With inflation turning out to be less severe than expected, the Reserve Bank of Australia has offered a holiday-season gift to homeowners by keeping the cash rate steady at 4.35%.
This move was largely anticipated by economists, with 82% (31 out of 38) predicting a hold in December’s Finder survey. Many analysts pointed to the synchronization of wages with inflation, signaling a positive trajectory for the economy.
However, the lingering effects of 13 previous rate hikes are still affecting household budgets, creating a delayed impact. While there’s a respite this month, financial challenges persist for many Australians.
Reserve Bank Governor Michele Bullock (pictured above on the far left) noted that despite the economy experiencing a period of below-average growth, it demonstrated greater strength than initially projected in the first half of the year.
The impact of the Reserve Bank’s successive cash rate increases is evident in the significant transformation of mortgage products.

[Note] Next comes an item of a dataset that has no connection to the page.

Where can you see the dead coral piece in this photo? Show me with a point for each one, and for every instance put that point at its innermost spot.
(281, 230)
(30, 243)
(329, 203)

Prior to the cash rate hike in May 2022, Canstar listed 5,199 owner-occupied and investment rates below 5.50%. However, currently, there is only one such product available—a three-year fixed rate at 5.48% offered by Australian Mutual Bank.
The lowest variable rate on Canstar as of May 1, 2022 (pre-dating the initial cash rate increase) stood at 1.58%. In contrast, on December 4, 2023, the lowest variable rate has surged to 5.69%, marking a substantial difference of 4.11 percentage points.
This shift coincided with the peak of refinancing activity in July, gradually subsiding in the subsequent months. Nevertheless, there remains a considerable number of individuals yet to refinance from these historically low rates.
Despite the changing landscape, opportunities for savings persist, presenting brokers with the chance to deliver significant value.